À l’image des albums de Christine and the Queens, The Dø et Jeanne Added, La musique de 2015 est à la fois numérique, organique et dansante. Et l’un des artistes qui mène la danse et calibre le son de notre époque s’appelle Jamie xx (du groupe The xx). Ses incursions en solo en tant que DJ déplaçant de plus en plus de foules et totalisant toujours plus de clics sur YouTube, l’anglais de 27 ans – qui avait remixé Radiohead ou Gil Scott Heron en 2011 – a enfin sorti un premier album remarquable cette année, In Colour. Mais pas question pour Jamie xx de délaisser le format chanson.

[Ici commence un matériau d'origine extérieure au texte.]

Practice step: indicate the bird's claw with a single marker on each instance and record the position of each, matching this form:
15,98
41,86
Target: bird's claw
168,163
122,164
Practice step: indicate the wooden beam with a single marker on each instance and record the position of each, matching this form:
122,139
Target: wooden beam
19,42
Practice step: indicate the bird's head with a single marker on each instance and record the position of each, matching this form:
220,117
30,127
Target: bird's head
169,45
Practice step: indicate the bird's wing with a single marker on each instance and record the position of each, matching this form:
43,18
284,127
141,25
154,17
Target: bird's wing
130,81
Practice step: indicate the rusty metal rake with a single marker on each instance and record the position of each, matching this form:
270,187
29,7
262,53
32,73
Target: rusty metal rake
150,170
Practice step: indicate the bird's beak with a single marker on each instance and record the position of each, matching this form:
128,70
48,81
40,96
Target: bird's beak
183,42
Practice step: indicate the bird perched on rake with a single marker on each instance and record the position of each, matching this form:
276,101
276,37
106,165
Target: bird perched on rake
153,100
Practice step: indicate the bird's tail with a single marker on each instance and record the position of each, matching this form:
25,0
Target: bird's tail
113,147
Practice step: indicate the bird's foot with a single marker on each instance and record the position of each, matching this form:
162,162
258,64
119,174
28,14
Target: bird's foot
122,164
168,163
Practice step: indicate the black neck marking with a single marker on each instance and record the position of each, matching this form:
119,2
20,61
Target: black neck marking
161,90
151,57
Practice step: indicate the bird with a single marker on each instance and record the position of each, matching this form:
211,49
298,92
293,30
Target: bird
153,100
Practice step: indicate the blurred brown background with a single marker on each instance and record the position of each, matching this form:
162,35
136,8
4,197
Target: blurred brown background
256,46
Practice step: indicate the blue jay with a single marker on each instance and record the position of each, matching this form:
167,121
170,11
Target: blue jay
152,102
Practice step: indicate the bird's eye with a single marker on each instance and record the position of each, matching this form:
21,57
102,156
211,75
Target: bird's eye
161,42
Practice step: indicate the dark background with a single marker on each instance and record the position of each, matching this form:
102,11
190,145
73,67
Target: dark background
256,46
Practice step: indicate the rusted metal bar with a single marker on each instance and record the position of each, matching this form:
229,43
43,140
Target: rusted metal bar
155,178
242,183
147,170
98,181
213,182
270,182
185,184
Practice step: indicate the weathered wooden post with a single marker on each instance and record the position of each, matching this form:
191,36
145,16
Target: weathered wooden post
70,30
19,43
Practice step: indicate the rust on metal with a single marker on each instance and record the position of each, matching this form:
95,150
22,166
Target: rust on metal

Ni pour le Parisien Rone, producteurs d’électronica parmi les plus en vue du moment. Revenu de son exil berlinois, il a eu la bonne idée d’inviter Étienne Daho – qui fête ses 35 ans de carrière avec un documentaire, un best of, une bande dessinée – à poser sa voix blanche et métallique sur son troisième album, Creatures.

Vianney

Vianney

Rock et folk lettrés

En 2015, les musiciens ont continué de jongler avec les langues, les genres (musicaux ou non) et les cultures, accélérant l’érosion d’une forme traditionnelle de chanson française et d’un rock formaté. On aurait pourtant tort de vendre la peau des artistes qui chantent exclusivement en français. Le raz-de-marée de Fauve en 2014 ou l’éclosion cette année du quintet parisien Feu! Chatterton démontrent que le rock lettré a de beaux jours devant lui.

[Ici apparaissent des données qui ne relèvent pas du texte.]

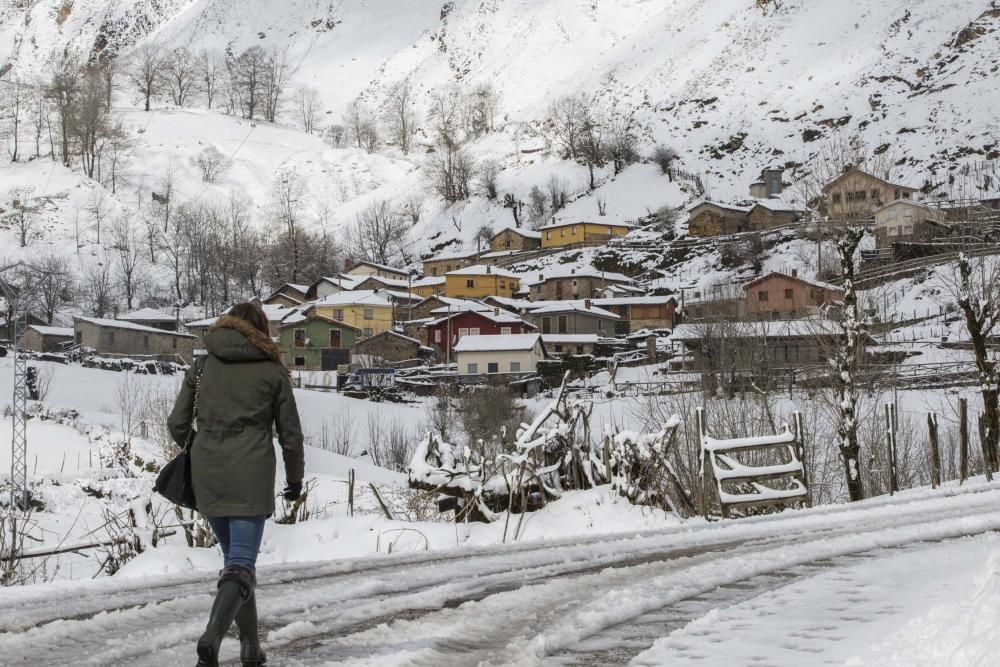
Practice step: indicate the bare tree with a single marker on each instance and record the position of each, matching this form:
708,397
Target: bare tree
276,75
98,290
248,74
63,89
489,171
211,163
23,214
307,105
379,233
146,72
54,285
210,72
401,118
566,117
127,246
181,75
974,284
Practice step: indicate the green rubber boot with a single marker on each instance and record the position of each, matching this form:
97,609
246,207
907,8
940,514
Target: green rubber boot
235,585
251,654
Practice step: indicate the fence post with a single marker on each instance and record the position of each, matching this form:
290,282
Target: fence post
350,492
935,453
963,429
987,455
890,427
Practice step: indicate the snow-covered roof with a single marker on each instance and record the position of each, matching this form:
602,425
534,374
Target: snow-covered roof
762,329
556,272
502,343
119,324
574,307
65,332
351,298
147,315
483,270
571,339
570,223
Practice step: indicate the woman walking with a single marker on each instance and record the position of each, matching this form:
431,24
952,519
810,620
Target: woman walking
243,394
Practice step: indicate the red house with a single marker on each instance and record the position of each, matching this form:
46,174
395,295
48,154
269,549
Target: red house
443,333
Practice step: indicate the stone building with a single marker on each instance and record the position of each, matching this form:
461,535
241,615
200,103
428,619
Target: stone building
856,194
515,238
40,338
905,220
124,338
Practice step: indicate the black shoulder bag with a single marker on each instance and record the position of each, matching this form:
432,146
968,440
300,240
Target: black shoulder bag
174,480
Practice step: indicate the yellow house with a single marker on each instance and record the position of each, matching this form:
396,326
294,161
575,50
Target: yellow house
566,233
363,309
479,281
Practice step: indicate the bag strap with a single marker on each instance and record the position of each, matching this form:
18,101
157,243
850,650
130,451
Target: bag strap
199,365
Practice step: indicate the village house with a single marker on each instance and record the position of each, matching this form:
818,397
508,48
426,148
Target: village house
366,310
288,295
573,317
309,341
443,264
41,338
568,233
557,283
774,212
856,194
515,238
365,269
150,317
478,281
641,312
905,220
447,329
756,347
390,348
566,344
780,296
708,218
499,354
125,338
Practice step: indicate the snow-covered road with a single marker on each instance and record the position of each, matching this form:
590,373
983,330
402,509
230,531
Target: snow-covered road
558,602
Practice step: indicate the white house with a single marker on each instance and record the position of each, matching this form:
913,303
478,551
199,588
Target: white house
515,353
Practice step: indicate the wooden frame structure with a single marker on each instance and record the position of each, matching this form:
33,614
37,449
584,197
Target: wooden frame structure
720,467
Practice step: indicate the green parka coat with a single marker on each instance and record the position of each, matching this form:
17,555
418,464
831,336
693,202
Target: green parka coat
245,390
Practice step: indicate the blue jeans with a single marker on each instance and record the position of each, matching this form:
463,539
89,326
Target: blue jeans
239,537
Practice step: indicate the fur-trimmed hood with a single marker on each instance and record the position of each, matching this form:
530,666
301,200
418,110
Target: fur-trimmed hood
234,339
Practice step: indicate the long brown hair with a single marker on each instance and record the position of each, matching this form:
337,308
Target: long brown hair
252,314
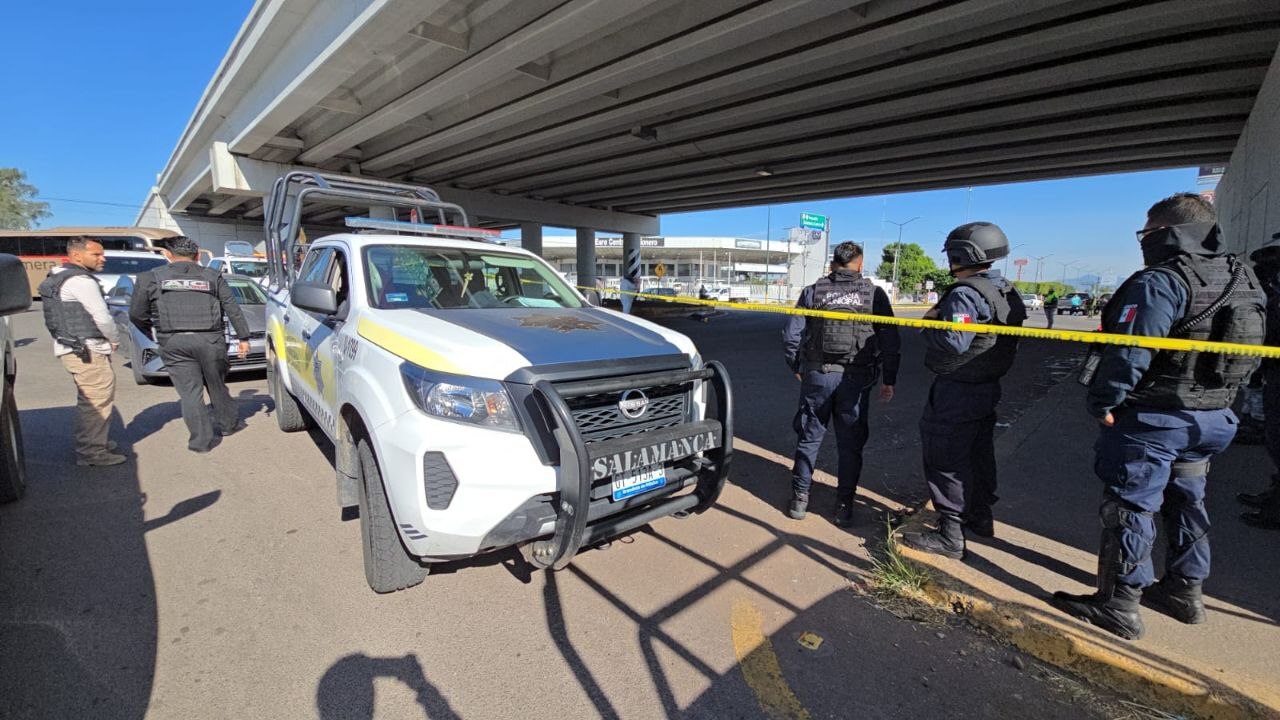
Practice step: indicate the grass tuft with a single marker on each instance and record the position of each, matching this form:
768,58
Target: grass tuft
892,573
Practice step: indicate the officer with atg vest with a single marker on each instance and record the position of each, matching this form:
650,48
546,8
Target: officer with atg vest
959,423
184,304
1164,415
85,336
837,364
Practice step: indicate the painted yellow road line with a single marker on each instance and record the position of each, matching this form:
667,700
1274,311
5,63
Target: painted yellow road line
759,664
1038,333
401,346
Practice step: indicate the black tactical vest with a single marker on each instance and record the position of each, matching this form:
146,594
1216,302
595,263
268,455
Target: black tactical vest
187,299
68,320
990,356
1196,381
837,342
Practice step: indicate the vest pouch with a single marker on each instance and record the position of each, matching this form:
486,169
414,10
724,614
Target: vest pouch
1237,323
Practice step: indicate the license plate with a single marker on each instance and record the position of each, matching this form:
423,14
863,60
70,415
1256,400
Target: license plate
630,484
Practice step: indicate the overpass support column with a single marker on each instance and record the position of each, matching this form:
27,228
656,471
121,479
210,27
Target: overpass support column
531,237
630,268
586,258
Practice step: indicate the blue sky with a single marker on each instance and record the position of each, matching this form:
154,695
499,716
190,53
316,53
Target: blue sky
103,108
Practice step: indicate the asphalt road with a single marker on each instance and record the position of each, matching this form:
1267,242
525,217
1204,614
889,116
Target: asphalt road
229,586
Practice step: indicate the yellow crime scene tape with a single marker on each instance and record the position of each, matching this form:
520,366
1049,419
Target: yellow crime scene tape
1176,345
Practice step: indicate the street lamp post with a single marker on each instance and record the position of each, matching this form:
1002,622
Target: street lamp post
1040,261
1010,254
897,250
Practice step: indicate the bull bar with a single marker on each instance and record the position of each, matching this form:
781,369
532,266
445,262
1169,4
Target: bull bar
572,510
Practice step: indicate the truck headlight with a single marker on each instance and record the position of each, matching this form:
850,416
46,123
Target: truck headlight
475,401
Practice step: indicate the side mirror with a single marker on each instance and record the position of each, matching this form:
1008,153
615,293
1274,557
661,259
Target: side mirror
314,297
14,291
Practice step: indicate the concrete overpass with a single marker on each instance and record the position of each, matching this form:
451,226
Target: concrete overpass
602,114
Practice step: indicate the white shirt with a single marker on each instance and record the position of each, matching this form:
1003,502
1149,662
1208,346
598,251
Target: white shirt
87,292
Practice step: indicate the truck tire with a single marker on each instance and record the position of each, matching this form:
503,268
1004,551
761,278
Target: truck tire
288,414
13,465
388,565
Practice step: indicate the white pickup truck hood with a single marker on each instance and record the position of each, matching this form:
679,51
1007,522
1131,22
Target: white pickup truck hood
496,342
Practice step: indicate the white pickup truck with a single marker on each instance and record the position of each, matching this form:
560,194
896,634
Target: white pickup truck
475,400
14,297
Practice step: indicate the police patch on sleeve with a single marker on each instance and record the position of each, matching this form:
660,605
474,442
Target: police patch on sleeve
186,285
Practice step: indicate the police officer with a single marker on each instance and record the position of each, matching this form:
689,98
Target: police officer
184,304
1266,264
1164,415
85,336
959,423
837,364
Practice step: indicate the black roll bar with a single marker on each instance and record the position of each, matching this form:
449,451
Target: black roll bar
282,220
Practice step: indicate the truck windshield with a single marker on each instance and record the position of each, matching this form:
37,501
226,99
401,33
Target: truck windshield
405,276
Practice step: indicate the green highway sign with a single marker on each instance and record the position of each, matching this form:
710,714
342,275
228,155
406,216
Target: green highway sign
813,220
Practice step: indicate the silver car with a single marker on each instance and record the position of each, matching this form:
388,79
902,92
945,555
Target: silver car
145,354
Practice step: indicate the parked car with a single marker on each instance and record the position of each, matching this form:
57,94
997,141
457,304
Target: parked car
126,264
1068,305
14,297
145,354
254,268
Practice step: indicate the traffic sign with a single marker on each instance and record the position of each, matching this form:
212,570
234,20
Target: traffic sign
813,220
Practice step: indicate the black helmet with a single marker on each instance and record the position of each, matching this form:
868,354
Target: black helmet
976,244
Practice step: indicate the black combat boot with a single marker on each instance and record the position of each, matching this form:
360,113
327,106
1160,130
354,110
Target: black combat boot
799,505
1114,609
1178,597
946,541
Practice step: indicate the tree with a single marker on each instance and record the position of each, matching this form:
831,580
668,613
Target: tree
915,268
18,210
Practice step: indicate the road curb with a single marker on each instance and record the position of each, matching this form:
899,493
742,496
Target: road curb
1077,647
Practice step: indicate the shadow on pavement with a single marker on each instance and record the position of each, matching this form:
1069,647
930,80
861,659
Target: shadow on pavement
77,595
346,691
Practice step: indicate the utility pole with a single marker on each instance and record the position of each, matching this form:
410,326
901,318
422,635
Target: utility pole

Les groupes dont, à force, on n’attendait plus le retour ou la reformation, aussi. Téléphone évidemment. Mais 2015 a surtout vu le retour des Innocents en duo. Après 16 ans d’absence, JP Nataf et Jean-Christophe Urbain signent avec Mandarine un des plus beaux disques de chansons de l’année porté par une une folk en dentelle et des textes inventifs, ludiques et mélodiques.

Ibrahim Maalouf

Ibrahim Maalouf

Ils dépassent les frontières

Et puis il y a ceux qui voyagent en solitaire. Comme Vianney, 25 ans, qui a notamment décidé de se rendre en vélo à Berlin pour fêter la sortie de son premier album (Idées blanches, déjà certifié double disque d’or, plus de 100 000 ventes) en Allemagne, le 21 août dernier. Après le carton de sa chanson « Pas Là », sur toutes les lèvres depuis un an, le jeune premier a été couronné en 2015 du prix Francis Lemarque de la Sacem récompensant le meilleur espoir auteur compositeur de l’année.

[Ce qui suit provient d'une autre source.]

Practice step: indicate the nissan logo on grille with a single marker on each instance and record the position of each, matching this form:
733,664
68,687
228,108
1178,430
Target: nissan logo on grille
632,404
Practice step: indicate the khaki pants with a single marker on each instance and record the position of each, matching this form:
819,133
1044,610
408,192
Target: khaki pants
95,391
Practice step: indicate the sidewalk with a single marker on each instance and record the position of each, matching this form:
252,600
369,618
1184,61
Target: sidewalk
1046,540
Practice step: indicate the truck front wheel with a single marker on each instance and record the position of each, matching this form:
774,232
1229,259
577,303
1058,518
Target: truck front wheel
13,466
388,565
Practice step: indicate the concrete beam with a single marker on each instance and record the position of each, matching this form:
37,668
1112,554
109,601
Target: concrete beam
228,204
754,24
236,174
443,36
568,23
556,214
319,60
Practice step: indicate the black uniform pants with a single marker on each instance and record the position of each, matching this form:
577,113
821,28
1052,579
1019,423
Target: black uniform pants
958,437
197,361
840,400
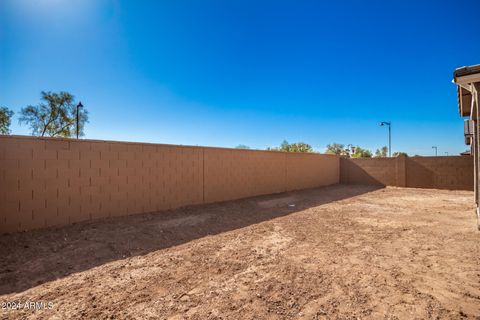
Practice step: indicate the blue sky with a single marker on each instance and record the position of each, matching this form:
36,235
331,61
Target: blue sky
223,73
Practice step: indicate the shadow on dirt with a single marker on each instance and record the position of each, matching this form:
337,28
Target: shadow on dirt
32,258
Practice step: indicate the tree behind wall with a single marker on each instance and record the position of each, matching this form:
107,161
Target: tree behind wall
293,147
5,120
361,153
337,148
55,116
381,153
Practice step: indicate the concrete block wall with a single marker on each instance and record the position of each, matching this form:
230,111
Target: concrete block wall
453,172
46,182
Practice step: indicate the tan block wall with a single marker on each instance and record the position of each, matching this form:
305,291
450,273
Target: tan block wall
440,172
453,172
45,182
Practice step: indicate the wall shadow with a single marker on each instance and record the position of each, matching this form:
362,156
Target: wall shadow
419,176
35,257
352,173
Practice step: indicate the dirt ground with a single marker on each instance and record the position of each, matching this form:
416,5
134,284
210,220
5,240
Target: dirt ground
340,252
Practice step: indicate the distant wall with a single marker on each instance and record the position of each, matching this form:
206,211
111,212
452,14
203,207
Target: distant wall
452,172
46,182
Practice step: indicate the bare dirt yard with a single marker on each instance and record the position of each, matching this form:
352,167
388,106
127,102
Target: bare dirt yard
340,252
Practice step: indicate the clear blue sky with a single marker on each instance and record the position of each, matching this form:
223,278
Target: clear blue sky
223,73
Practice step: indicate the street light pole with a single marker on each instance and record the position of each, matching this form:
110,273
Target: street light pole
389,124
79,105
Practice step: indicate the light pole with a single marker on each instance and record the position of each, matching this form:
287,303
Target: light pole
351,149
389,124
79,105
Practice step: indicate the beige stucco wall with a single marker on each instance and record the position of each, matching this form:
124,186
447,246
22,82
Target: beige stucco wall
453,172
46,182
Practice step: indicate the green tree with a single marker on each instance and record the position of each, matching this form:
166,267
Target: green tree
399,153
361,153
293,147
55,116
336,148
381,153
5,120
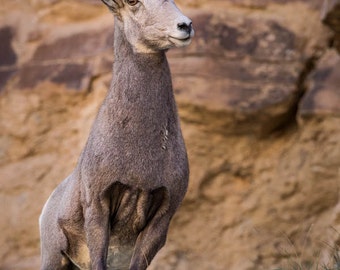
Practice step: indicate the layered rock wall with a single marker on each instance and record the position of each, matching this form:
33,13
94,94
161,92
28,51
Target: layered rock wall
258,96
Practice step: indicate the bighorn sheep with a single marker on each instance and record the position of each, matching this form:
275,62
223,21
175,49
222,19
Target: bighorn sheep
114,210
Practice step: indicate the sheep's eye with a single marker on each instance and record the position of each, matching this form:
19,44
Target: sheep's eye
132,2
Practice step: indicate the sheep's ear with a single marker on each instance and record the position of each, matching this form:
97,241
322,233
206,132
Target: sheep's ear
113,5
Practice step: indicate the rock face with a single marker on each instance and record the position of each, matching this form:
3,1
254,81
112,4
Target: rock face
259,100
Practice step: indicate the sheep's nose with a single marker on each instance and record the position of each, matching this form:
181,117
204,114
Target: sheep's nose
185,27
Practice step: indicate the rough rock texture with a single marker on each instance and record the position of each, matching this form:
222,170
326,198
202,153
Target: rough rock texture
258,96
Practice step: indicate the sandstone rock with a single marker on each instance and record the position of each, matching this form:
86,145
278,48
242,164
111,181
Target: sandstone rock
323,96
331,17
7,56
253,202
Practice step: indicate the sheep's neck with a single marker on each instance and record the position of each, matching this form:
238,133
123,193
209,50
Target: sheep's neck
141,87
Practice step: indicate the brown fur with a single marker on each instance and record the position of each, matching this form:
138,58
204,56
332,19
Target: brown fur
114,210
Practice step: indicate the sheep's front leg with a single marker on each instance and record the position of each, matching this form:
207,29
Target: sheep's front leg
149,242
97,232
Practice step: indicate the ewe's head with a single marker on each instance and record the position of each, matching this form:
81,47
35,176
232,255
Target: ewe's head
152,25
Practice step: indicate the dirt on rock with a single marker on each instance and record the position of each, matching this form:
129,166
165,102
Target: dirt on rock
259,101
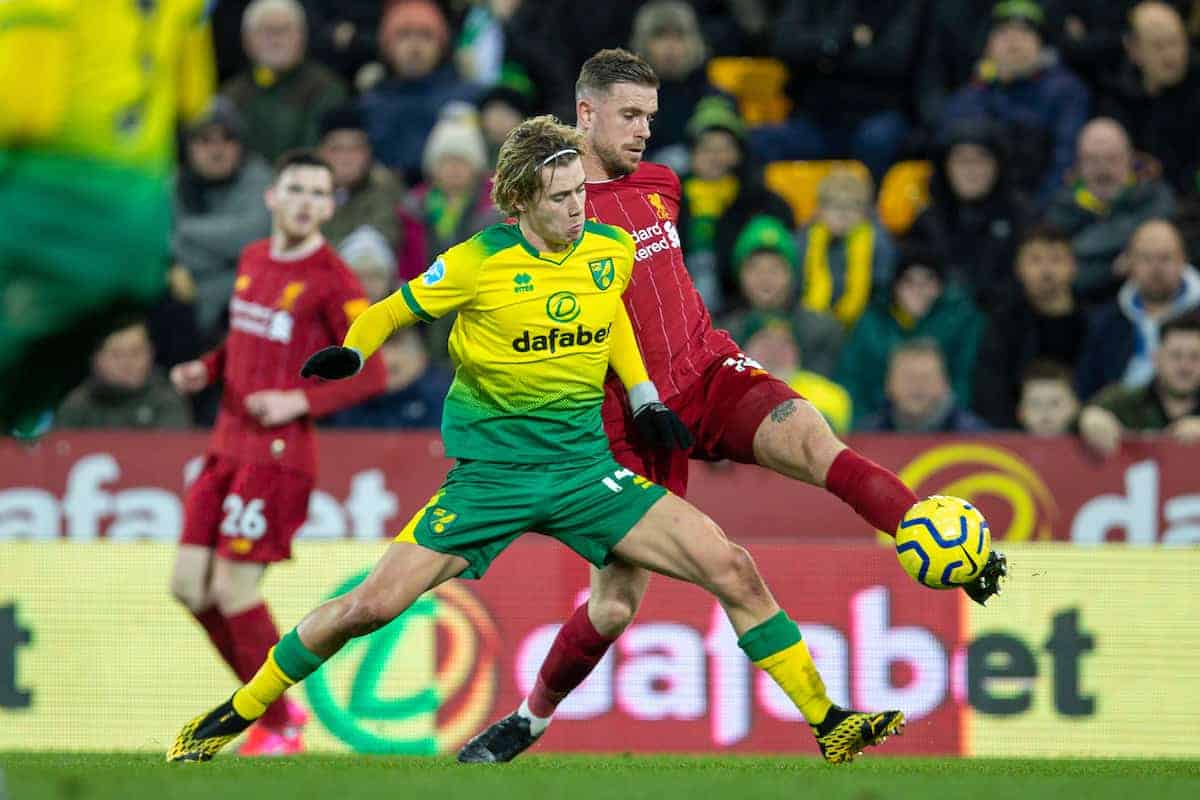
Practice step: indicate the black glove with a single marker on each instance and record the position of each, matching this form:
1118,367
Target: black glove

Côté records, un artiste les multiplie en 2015, dans un registre pourtant moins évident que celui de la chanson : Ibrahim Maalouf. Le trompettiste franco-libanais sera en décembre 2016 le premier musicien de jazz instrumental à se produire à l’AccorHotels Arena depuis Miles Davis en 1984. Cette année, il aurait fait danser Christiane Taubira à la Fête de la musique dans les jardins du Palais Royal et aura sorti coup sur coup deux albums très remarqués, l’un jazz (Kalthoum), l’autre pop (Red & Black Light), poursuivant son effort consistant à métisser et démocratiser le jazz, un peu comme Erik Truffaz avant lui. Tel Christine and the Queens, Ibrahim Maalouf questionne les frontières assignées aux genres et démontre aussi qu’en 2015, un artiste se vend d’autant mieux s’il est multifacette.